Premiera 12 września 2025 roku, Borderlands 4 przyciągnęło wielu graczy, co można zobaczyć na SteamDBgdzie odnotowano szczytową liczbę 304 398 graczy. Jednak od jakiegoś czasu kilku graczy oskarża Take-Two o szpiegostwo, a w odpowiedzi na te oskarżenia firma postanowiła zabrać głos.
Wszystko zaczęło się, gdy Take-Two zmieniło umowę licencyjną użytkownika końcowego. Podczas tej modyfikacji gracze musieli zezwolić temu wydawcy na dostęp do takich informacji jak imię i nazwisko oraz adres IP, co natychmiast wywołało reakcję graczy, którzy uznali, że Take-Two zamierzało ich szpiegować. I ten strach nie przestał rosnąć wraz z wydaniem Borderlands 4.

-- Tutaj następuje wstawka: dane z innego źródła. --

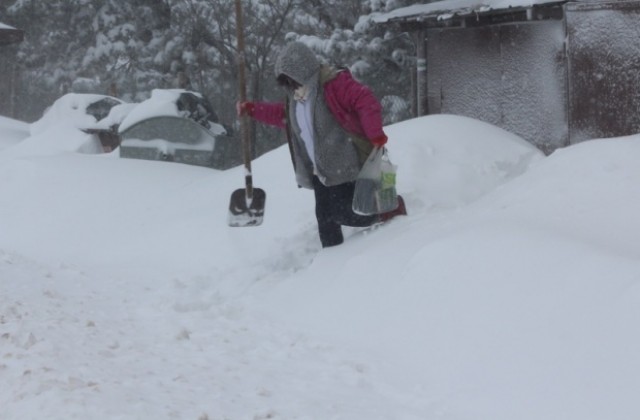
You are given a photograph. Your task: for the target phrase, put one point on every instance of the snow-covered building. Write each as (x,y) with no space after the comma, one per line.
(555,72)
(8,35)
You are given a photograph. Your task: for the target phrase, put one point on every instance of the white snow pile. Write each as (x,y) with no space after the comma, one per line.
(510,291)
(162,103)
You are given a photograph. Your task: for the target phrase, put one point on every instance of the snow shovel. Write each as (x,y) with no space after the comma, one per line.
(247,204)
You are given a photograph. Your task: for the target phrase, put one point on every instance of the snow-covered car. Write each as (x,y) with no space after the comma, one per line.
(173,125)
(79,114)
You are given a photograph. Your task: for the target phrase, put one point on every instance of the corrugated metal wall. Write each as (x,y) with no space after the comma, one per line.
(511,75)
(604,69)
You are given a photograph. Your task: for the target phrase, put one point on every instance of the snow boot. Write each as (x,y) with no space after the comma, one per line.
(401,210)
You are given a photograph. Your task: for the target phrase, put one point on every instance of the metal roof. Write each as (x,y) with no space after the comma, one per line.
(446,9)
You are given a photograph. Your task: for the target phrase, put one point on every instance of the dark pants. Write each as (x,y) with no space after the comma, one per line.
(333,209)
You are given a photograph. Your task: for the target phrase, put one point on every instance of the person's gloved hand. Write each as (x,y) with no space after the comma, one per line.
(244,108)
(379,141)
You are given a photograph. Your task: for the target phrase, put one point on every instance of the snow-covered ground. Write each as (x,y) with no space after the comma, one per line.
(511,291)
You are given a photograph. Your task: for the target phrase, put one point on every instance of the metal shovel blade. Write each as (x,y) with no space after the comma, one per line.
(244,212)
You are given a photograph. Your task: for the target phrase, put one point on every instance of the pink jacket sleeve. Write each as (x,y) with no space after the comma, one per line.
(355,106)
(272,113)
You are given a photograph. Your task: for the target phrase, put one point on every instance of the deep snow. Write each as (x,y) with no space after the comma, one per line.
(511,291)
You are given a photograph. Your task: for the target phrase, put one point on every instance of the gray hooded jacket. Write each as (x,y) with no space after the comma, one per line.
(337,159)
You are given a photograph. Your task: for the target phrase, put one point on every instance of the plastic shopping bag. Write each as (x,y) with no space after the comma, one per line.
(375,190)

Jednak w odpowiedzi na te oskarżenia, wydawcy i deweloperzy, którzy brali udział w tworzeniu tej gry, postanowili zabrać głos za pośrednictwem forum Steam:
"Take-Two nie używa oprogramowania szpiegującego w swoich grach. Polityka prywatności Take-Two ma zastosowanie do wszystkich wytwórni, studiów, gier i usług na wszystkich nośnikach i platformach, takich jak konsole, komputery PC, aplikacje mobilne i strony internetowe. Polityka Prywatności określa działania związane z danymi, które mogą być gromadzone, ale nie oznacza to, że każdy przykład jest gromadzony w każdej grze lub usłudze. Take-Two określa te praktyki w swojej Polityce Prywatności, aby zapewnić graczom przejrzystość i przestrzegać swoich zobowiązań prawnych. Take-Two gromadzi te informacje w celu świadczenia usług graczom, w tym w celu ochrony środowiska gry i doświadczenia gracza.Więcej informacji na ten temat znajdą Państwo w Polityce Prywatności."

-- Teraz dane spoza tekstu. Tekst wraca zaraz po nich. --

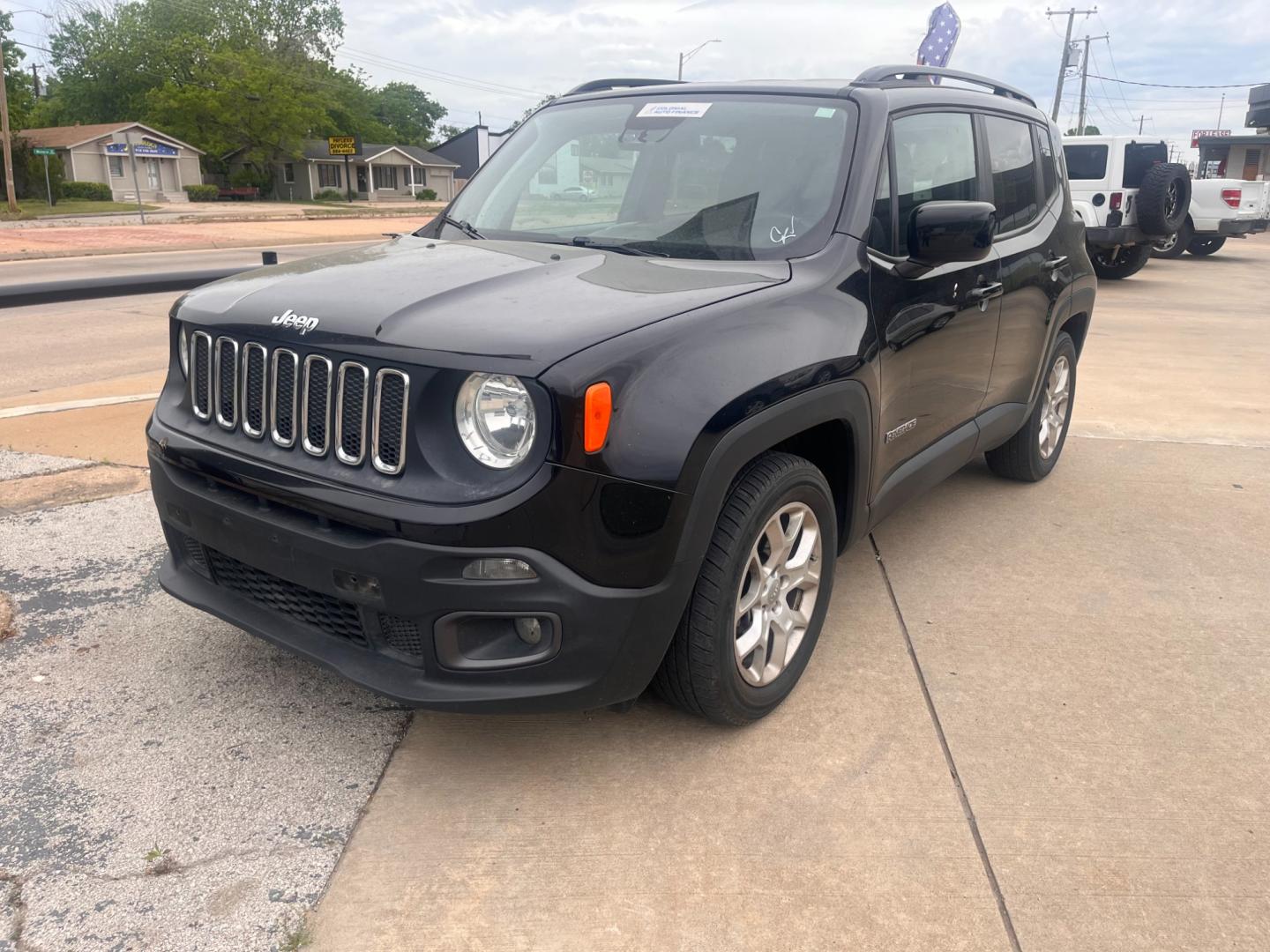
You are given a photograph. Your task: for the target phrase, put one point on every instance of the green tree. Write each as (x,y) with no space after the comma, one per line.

Innymi słowy, firma zapewnia, że w grach nie ma oprogramowania szpiegującego. Jednocześnie dodają, że gromadzenie informacji jest niezbędne do zapewnienia lepszych usług dla graczy i ochrony środowiska gry. Nie wiadomo jednak, czy ta wiadomość położy kres tym plotkom, czy wręcz przeciwnie, będzie je nadal podsycać.